Data Sketches are a powerful way to get fast approximations for a bunch of measures that are very expensive to compute precisely. This includes distinct counts and quantiles.

While data sketches can be computed directly within Druid, some of my customers prefer to roll up the data and compute the sketches in the preprocessing stage. Today, I am going to look at a few scenarios around ingesting these sketches.

This is a sneak peek into Druid 25 functionality. In order to use the new functions, you can (as of the time of writing) build the current release candidate:

git clone https://github.com/apache/druid.git
cd druid
git checkout druid-25.0.0-rc1
mvn clean install -Pdist -DskipTests

Then follow the instructions to locate and install the tarball.

Disclaimer: This tutorial uses undocumented functionality. This blog is neither endorsed by Imply nor by the Apache Druid PMC. It merely collects the results of personal experiments. The features described here might, in the final release, work differently, or not at all. Your mileage may vary.

Generating the data sample

First, let’s generate our data set that has precomputed data sketches. I am going to use Druid for this; in a real project, you might use Spark or whatever preprocessing you have in place.

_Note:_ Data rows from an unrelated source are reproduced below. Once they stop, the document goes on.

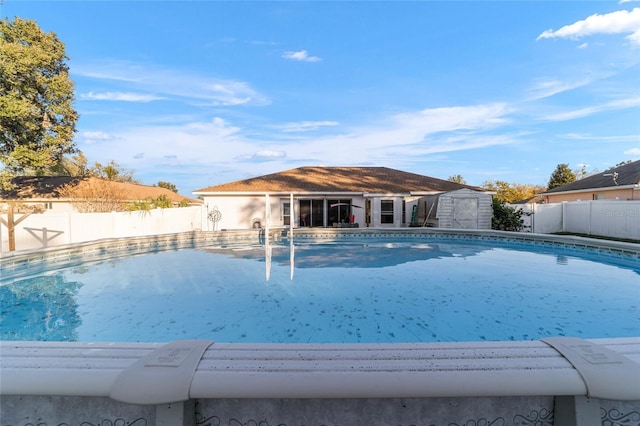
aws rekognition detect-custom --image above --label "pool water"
[0,238,640,343]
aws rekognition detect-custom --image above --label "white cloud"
[537,8,640,44]
[542,97,640,121]
[558,133,638,142]
[527,77,593,100]
[80,92,164,102]
[272,121,340,132]
[282,50,322,62]
[80,131,113,143]
[76,61,271,106]
[254,149,287,159]
[624,147,640,157]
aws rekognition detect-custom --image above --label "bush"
[491,198,531,232]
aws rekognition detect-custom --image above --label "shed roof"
[194,166,484,195]
[543,160,640,194]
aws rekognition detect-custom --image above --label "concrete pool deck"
[0,229,640,426]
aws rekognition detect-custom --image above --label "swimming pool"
[0,231,640,343]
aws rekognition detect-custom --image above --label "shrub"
[491,198,531,232]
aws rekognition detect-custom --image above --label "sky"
[0,0,640,195]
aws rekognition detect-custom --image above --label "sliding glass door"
[298,200,325,228]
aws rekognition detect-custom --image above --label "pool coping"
[0,227,640,277]
[0,228,640,404]
[0,337,640,405]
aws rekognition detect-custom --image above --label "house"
[0,176,201,213]
[540,161,640,203]
[193,167,486,230]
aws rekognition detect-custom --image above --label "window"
[282,201,291,225]
[380,200,393,223]
[327,200,351,225]
[402,200,407,224]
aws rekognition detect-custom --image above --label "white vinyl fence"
[0,206,203,252]
[511,200,640,240]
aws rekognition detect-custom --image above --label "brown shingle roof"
[0,176,200,203]
[194,167,483,194]
[542,160,640,194]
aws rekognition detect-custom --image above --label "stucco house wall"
[194,166,482,230]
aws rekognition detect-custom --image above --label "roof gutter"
[538,183,640,195]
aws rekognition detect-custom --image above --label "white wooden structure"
[412,188,493,229]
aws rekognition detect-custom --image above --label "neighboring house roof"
[193,167,484,195]
[0,176,201,203]
[542,160,640,195]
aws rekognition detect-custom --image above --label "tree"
[0,18,78,176]
[547,163,576,189]
[447,175,467,185]
[89,160,139,183]
[491,198,531,232]
[154,181,178,194]
[482,180,545,203]
[59,179,126,213]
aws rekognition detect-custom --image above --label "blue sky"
[0,0,640,195]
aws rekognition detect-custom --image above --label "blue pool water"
[0,237,640,343]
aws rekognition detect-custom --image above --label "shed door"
[453,198,478,229]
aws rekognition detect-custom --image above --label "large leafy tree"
[482,180,545,203]
[0,18,78,175]
[548,163,576,189]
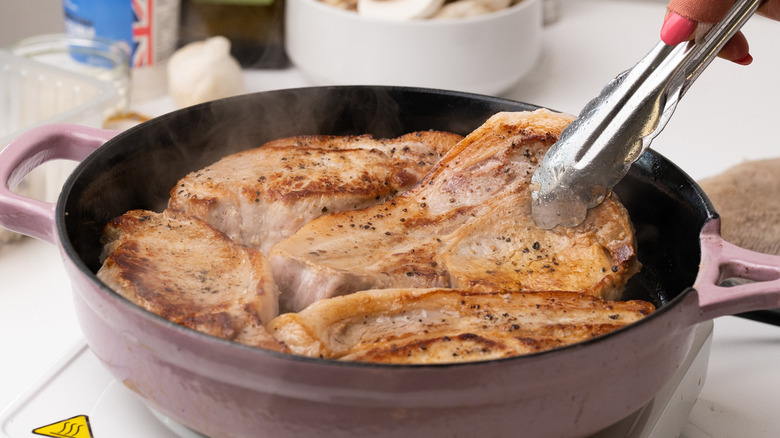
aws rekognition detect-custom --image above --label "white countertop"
[0,0,780,438]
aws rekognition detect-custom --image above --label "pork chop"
[269,109,639,311]
[268,289,654,364]
[97,210,284,351]
[168,131,462,254]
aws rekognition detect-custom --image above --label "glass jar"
[179,0,289,68]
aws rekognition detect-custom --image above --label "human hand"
[661,0,780,65]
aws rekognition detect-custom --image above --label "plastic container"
[0,35,129,244]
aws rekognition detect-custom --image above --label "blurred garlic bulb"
[168,36,244,108]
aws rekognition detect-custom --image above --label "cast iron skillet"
[64,87,704,305]
[0,86,780,438]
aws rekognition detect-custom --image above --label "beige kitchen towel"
[699,158,780,254]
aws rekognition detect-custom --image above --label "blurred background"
[0,0,65,46]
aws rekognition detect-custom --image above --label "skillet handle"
[693,219,780,321]
[0,124,119,244]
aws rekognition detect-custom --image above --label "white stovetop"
[0,0,780,438]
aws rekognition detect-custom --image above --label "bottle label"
[63,0,179,68]
[192,0,274,6]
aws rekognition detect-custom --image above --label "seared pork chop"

I am using the Wikipedia sample data that comes with each Druid version. This is one day’s worth of Wikipedia edits, which for the purpose of this tutorial, I will roll up by hour. I am interested in unique users by hour and channel, and I will model those both as HLL sketches and theta sketches. Here is the ingestion spec for this:

{
  "type": "index_parallel",
  "spec": {
    "ioConfig": {
      "type": "index_parallel",
      "inputSource": {
        "type": "http",
        "uris": [
          "https://druid.apache.org/data/wikipedia.json.gz"
        ]
      },
      "inputFormat": {
        "type": "json"
      }
    },
    "dataSchema": {
      "granularitySpec": {
        "segmentGranularity": "day",
        "queryGranularity": "hour",
        "rollup": true
      },
      "dataSource": "wikipedia-rollup-00",
      "timestampSpec": {
        "column": "timestamp",
        "format": "iso"
      },
      "dimensionsSpec": {
        "dimensions": [
          "channel"
        ]
      },
      "metricsSpec": [
        {
          "name": "__count",
          "type": "count"
        },
        {
          "name": "theta_user",
          "type": "thetaSketch",
          "fieldName": "user"
        },
        {
          "type": "HLLSketchBuild",
          "name": "hll_user",
          "fieldName": "user"
        }
      ]
    },
    "tuningConfig": {
      "type": "index_parallel",
      "partitionsSpec": {
        "type": "range",
        "partitionDimensions": [
          "channel"
        ],
        "targetRowsPerSegment": 5000000
      },
      "forceGuaranteedRollup": true
    }
  }
}

For reference, run a GROUP BY query in the console:

SELECT
  __time,
  SUM(__count) AS numRows,
  HLL_SKETCH_ESTIMATE(DS_HLL(hll_user)) AS uniqueUsersHLL,
  THETA_SKETCH_ESTIMATE(DS_THETA(theta_user)) AS uniqueUsersTheta
FROM "wikipedia-rollup-00"
GROUP BY 1

Reference query

Let’s export the full data into a newline delimited JSON file. This can be done using Druid’s SQL API. There are a few caveats:

I am putting an alias on the __time column. The name __time is reserved in Druid and we will get into trouble if it occurs in the input data.
By default, Druid returns the result set in a JSON array. For playing back the data, we need newline delimited JSON. A quick incantation of jq fixes this.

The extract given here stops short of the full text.